This week at SC23, Microsoft Azure’s “Eagle” made its debut on the semi-annual Top500 record. Microsoft has a machine that has extra HPC compute energy than all however two techniques on the record. Maybe the best half: you need to use it. Whereas conventional HPC clusters are in-built locations like nationwide labs and entry is restricted to those that are accepted by the establishments that run them, Microsoft’s is a cloud resolution.
Microsoft Azure Eagle is a Paradigm Shifting Cloud Supercomputer
Eagle edged out the previous #1 Supercomputer Fugaku by Fujitsu and RIKEN that debuted in 2020. With 14,400 NVIDIA H100 GPUs (14400/8 = 1800 nodes?), InfiniBand, and Intel Xeon Sapphire Rapids CPUs, the brand new system turned in a #3 consequence solely round 4% lower than #2 on the November 2023 record.
At SC23 we bought to see a Microsoft Azure NDv5 node on show on the present ground.

This method is very large, however at its coronary heart is a block of 8x NVIDIA H100 GPUs on a HGX H100 8-GPU platform.

We had been advised that these are utilizing Intel Xeon Platinum processors from the 4th Gen Intel Xeon Scalable “Sapphire Rapids” line so they’re DDR5 processors.

In addition they haven’t simply Infiniband networking but in addition areas for Microsoft’s NIC resolution.

Placing collectively effectively over a thousand of those techniques with the entire networking, storage, and the entire different bits makes a #3 supercomputer.
Ultimate Phrases
A enjoyable X or Twitter nugget is that Microsoft’s benchmarking workforce solely bought three days with the system to show in a Linpack run for a Top500 consequence earlier than the system was then made accessible to prospects. Distinction that with the Aurora, the #2 system on this record, the place the run occurred on about half of the cluster and even that half was not operating at its ultimate anticipated efficiency. That is an superior consequence by Microsoft and actually exhibits a paradigm shift.

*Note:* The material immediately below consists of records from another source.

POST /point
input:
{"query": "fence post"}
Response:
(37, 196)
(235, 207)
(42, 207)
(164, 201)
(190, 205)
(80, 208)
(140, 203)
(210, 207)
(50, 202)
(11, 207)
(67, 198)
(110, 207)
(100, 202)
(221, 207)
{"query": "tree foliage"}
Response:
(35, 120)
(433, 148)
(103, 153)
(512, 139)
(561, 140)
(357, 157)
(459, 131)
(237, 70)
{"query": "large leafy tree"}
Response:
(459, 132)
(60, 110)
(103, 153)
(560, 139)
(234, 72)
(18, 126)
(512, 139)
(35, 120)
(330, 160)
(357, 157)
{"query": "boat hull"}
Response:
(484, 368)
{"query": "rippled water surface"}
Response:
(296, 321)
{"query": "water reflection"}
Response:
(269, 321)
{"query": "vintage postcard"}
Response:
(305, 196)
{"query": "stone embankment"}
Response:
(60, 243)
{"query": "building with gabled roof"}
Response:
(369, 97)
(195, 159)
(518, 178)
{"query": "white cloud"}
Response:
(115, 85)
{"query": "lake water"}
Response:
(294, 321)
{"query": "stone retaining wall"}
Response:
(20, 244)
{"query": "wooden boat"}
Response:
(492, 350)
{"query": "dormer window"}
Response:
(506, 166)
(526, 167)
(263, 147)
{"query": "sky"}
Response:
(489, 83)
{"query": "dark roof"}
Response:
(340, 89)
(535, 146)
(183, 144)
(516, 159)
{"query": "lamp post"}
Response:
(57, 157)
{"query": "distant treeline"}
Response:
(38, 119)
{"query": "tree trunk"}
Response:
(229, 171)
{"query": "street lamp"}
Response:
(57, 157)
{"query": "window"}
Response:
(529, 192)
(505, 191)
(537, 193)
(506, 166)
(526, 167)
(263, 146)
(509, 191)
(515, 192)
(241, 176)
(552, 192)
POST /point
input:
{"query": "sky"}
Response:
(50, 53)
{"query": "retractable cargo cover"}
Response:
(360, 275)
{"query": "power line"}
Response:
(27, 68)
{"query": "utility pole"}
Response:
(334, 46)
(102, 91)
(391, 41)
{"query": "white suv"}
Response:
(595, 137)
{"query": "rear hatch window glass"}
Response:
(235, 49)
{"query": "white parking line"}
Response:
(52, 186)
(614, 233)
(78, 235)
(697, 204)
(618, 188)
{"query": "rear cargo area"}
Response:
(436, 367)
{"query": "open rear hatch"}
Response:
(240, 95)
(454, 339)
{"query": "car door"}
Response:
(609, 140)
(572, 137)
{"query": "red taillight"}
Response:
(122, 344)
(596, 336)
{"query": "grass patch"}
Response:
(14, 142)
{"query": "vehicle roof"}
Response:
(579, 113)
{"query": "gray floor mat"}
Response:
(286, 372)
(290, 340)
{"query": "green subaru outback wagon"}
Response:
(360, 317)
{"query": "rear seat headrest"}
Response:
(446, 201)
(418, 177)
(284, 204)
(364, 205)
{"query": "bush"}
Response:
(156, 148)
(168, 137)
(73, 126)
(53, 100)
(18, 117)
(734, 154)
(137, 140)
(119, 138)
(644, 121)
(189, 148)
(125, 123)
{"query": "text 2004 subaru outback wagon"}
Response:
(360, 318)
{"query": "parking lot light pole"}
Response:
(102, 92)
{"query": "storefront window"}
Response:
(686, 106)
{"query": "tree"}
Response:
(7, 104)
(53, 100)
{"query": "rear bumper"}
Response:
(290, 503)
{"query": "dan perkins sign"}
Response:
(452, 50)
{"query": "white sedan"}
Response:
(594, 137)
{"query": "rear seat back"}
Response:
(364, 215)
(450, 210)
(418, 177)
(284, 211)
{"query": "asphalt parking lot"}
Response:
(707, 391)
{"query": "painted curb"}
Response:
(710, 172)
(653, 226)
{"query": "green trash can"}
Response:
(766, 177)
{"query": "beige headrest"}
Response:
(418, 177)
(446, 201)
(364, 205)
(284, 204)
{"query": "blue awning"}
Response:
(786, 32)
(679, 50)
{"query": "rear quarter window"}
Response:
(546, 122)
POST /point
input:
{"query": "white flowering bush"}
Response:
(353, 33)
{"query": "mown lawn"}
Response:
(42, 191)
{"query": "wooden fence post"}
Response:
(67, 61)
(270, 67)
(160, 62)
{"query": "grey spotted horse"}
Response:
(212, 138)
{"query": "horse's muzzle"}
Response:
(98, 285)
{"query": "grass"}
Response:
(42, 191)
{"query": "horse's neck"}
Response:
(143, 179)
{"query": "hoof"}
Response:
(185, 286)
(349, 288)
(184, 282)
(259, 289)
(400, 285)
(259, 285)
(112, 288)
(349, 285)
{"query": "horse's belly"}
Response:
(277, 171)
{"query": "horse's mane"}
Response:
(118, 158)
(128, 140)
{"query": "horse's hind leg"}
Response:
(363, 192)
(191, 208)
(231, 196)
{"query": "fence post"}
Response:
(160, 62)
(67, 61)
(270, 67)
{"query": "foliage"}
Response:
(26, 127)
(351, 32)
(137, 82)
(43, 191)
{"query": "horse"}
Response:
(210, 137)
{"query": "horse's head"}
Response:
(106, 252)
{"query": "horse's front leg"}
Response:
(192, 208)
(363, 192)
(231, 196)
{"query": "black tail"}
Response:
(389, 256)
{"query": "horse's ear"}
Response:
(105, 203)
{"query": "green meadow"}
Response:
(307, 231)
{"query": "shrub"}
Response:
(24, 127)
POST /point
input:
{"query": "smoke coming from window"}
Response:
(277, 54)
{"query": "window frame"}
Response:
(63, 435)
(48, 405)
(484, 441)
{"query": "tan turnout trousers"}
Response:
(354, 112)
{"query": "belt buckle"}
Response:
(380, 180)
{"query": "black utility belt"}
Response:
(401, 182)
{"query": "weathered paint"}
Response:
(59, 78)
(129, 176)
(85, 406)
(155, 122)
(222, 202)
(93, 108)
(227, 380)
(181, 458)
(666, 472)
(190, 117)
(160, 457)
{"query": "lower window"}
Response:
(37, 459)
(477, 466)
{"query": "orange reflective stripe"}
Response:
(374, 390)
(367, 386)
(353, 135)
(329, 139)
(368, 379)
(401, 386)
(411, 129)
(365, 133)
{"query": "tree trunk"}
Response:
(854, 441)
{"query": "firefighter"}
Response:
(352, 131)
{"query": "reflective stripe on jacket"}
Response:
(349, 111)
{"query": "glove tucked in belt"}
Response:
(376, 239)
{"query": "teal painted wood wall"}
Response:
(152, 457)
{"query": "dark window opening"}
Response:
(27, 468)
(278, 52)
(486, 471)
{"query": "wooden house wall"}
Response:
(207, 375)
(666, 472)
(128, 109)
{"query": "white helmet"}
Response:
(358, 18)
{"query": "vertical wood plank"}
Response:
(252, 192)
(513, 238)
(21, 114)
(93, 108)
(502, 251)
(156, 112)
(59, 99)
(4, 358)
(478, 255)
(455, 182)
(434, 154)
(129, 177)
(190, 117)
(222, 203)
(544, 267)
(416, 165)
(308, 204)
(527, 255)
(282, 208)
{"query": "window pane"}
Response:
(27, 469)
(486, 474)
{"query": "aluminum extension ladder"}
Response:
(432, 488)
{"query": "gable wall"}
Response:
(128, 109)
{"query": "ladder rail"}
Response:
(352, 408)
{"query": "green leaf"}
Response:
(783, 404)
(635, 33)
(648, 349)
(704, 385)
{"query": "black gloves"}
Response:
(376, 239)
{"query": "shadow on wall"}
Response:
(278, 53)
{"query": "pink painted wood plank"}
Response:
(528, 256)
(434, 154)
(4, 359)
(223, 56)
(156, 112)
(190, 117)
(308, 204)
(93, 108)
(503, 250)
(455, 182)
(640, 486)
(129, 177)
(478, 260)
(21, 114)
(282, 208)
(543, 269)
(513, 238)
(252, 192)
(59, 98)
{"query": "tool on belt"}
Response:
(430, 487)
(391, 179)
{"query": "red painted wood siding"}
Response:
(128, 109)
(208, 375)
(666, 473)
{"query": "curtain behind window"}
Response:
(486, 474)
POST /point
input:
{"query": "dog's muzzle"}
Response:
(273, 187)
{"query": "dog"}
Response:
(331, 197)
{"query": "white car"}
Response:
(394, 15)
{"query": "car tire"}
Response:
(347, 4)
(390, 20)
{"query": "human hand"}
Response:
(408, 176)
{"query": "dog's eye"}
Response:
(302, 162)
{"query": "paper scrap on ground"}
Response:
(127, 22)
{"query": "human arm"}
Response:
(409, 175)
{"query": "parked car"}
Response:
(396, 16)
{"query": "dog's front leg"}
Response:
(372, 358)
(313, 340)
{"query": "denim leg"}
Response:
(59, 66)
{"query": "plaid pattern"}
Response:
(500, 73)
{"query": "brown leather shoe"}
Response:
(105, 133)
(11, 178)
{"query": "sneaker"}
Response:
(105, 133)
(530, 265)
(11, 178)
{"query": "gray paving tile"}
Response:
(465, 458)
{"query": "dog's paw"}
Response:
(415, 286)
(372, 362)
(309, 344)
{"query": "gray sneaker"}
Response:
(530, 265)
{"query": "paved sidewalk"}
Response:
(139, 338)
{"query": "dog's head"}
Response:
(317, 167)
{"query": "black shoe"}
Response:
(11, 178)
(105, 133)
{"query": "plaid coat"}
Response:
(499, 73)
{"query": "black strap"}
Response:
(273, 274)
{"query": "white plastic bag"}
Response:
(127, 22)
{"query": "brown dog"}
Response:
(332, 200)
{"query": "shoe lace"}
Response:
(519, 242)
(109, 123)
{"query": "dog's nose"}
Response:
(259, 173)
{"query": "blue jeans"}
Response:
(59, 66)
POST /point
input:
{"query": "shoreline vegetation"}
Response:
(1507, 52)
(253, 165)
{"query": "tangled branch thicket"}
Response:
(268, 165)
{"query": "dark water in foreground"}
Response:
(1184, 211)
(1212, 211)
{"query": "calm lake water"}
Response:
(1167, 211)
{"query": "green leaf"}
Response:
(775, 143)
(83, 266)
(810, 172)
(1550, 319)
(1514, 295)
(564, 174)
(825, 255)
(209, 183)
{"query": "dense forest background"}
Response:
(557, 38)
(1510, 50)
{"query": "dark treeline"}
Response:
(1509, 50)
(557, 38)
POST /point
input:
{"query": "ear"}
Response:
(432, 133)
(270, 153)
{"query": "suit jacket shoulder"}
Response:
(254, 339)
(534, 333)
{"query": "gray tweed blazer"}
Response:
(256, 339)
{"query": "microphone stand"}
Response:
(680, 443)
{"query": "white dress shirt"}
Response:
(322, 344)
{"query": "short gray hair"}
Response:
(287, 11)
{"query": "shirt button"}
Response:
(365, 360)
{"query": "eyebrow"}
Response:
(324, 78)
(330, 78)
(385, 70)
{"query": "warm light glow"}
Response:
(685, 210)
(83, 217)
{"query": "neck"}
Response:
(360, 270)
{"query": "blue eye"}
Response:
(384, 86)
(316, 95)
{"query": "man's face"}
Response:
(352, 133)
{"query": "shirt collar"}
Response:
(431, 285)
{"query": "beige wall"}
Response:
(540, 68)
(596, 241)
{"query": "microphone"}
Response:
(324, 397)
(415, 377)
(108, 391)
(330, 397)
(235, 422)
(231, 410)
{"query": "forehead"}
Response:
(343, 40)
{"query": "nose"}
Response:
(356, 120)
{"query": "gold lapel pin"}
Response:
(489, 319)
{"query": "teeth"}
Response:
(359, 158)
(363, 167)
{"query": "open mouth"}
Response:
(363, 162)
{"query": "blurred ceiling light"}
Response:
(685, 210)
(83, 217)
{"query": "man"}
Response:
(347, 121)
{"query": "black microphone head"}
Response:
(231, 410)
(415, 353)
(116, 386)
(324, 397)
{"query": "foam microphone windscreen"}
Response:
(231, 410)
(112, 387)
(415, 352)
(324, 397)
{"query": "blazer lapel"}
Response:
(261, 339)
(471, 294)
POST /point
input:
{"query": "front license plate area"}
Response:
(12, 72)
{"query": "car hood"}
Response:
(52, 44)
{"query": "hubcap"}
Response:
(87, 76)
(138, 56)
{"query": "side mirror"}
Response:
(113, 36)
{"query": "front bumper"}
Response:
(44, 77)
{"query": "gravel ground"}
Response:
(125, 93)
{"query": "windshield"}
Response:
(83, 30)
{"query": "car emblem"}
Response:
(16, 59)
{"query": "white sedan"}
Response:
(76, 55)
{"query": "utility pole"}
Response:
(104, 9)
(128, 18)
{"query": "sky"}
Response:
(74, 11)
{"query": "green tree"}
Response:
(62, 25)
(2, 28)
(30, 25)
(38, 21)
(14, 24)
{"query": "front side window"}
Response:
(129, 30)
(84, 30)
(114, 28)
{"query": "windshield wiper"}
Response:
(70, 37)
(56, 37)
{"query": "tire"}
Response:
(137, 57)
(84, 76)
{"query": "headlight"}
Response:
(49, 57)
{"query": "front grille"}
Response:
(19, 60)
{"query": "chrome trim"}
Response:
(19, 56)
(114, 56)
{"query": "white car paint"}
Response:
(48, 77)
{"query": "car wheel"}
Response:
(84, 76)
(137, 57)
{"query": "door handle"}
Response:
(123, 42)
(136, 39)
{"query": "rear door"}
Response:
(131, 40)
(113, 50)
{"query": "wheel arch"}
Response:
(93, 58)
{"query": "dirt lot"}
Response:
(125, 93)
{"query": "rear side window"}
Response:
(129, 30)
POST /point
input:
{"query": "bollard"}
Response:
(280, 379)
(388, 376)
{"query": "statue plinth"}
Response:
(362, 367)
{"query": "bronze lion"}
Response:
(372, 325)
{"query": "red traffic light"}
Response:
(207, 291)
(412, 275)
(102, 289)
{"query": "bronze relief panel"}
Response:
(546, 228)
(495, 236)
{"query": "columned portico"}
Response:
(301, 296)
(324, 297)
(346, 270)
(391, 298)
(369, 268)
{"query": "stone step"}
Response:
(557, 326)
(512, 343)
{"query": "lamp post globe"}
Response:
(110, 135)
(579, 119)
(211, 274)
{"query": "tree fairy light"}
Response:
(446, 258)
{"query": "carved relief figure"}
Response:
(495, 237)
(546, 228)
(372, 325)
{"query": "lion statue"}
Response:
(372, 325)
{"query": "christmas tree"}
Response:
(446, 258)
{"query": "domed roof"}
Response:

Microsoft has not only a succesful system, however a prime 3 system for conventional HPC workloads. The “soiled” secret is that Microsoft shouldn’t be utilizing the normal 4x GPU node. As an alternative, it’s utilizing the NVIDIA HGX H100 platform. That makes the Eagle supercomputer additionally a significant AI system utilizing at this time’s hottest GPUs and AI platforms. Whereas Microsoft’s HPC workforce was targeted on offering cloud options to huge FP64 on-prem supercomputers, it additionally constructed a large AI supercomputer given its structure competing face to face with NVIDIA Eos in MLPerf Coaching v3.1 outcomes on solely part of the Azure machine.

The dimensions and efficiency of Microsoft’s providing is plain at this level. Eagle is utilizing its Azure taste of a typical NVIDIA HGX H100 platform making it additionally a mainstream AI supercomputer, as a substitute of some type of HPC-only unique system structure. Maybe the perfect, and the paradigm-shifting nature of the brand new machine is the entry. One doesn’t must undergo a website choice, 6+ month set up and bring-up, and so forth to make use of the system increasing the accessibility of HPC. Eagle is usable by many shoppers in a cloud mannequin as a substitute of getting restricted entry by institutional gatekeepers (past Microsoft) which once more will increase the attain of HPC, as long as prospects pays for his or her use.